Zoom Bolts on Speech Translation in What Is Only Its Second-Ever Acquisition

Zoom Buys Real-Time Video Translation Startup Kites

On June 29, 2021, video-conferencing juggernaut Zoom announced on its blog that it was acquiring German simultaneous speech translation provider, Karlsruhe Information Technology Solutions (kites GmbH or, as Zoom now spells it, “Kites”). Karlsruhe is a city in southwestern Germany.

What makes the deal remarkable is that Kites is only Zoom’s second acquisition ever, after chat and file encryption provider Keybase in May 2020.

Zoom’s short M&A track record is, naturally, not attributable to a lack of resources. In addition to its USD 100bn-plus market cap, Zoom sits on a USD 4.2bn cash pile — which CFO Kelly Stackelberg said in March 2021 was going to be used for acquisitions: “There are a lot of innovative companies out there that might be the right match for us. We haven’t found the right one.” Well, it seems now they have — in machine translation.

Founded in 2015 by Alex Waibel and Sebastian Stüker, members of the faculty at Karlsruhe Institute of Technology (KIT), Kites has “56 years of collective AI & Speech Processing R&D experience” under its belt, according to its website. Its UVP, “real-time” speech translation.

It is this focus that apparently motivated the purchase. Zoom said that Kites’ team of 12 research scientists will work with the company’s engineers to “advance the field of MT” and provide Zoom users with “multi-language translation.” In short, Zoom users will be able to enjoy multilingual in-app speech translation in the future.
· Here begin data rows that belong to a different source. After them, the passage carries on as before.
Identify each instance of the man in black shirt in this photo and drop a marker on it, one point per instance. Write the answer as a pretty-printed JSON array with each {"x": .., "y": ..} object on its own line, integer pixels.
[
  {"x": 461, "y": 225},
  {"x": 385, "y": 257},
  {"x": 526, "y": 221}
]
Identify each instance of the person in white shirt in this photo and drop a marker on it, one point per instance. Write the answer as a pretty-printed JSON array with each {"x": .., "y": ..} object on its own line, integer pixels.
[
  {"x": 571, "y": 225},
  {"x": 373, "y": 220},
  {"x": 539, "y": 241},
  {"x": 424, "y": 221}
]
The same blog post said that Stüker and team will continue to work out of Karlsruhe “where Zoom looks forward to investing in growing the team.” The company added that it is “exploring opening an R&D center in Germany in the future.” Waibel, meanwhile, will be “a Zoom Research Fellow, a role in which he will advise on Zoom’s MT research and development.”

At this writing, Kites’ focus seems to be speech to text. The startup published the paper, “Super-Human Performance in Online Low-latency Recognition of Conversational Speech,” in October 2020 and they appear to excel in the speech-to text component, adding the translation step thereafter.
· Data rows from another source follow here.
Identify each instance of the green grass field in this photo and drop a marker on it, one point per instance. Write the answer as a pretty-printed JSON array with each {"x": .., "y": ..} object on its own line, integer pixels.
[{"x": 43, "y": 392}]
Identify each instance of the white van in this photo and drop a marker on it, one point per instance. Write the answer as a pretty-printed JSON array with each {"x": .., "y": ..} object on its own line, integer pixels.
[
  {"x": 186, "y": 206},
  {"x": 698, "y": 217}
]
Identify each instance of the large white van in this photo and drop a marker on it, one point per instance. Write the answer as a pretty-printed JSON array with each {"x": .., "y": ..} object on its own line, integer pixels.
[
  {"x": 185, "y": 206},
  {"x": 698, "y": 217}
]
This approach has, more recently, been rivalled by direct speech-to-speech translation (S2ST), where some big tech companies such as Google have attempted to bypass the interim text-translation step (SlatorPro).
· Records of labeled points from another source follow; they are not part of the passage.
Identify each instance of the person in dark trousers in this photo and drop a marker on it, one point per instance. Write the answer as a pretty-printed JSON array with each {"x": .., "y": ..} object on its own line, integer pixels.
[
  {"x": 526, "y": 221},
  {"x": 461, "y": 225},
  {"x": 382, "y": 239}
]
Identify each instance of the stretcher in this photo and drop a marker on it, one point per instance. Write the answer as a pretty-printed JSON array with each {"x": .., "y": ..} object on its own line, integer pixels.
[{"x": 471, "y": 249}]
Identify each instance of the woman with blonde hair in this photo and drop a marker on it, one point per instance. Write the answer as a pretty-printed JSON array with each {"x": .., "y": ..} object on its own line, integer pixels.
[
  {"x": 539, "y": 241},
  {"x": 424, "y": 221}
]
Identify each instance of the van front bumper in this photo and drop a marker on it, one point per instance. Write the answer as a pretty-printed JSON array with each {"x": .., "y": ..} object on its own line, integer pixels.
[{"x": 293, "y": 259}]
Current state-of-the-art S2ST is still laden with issues — from limits around latency and domains (i.e., only usable for basic topics) — but this may change if more resource-rich giants like Zoom get behind it.

As for Kites, it has flown under the radar as far as language industry startups go; not unusual in the German startup scene. But its UVP squares neatly with Zoom’s and the acquisition signals a significant push into true speech-to-speech translation and, more broadly, automated interpreting.

While this may pose no immediate threat to well-funded, remote simultaneous interpreting (RSI) startups, such as KUDO, Interprefy, or Boostlingo (the latter is even part of the Zoom App Marketplace), the Zoom-kites deal is still a major step in the longstanding competition by automation.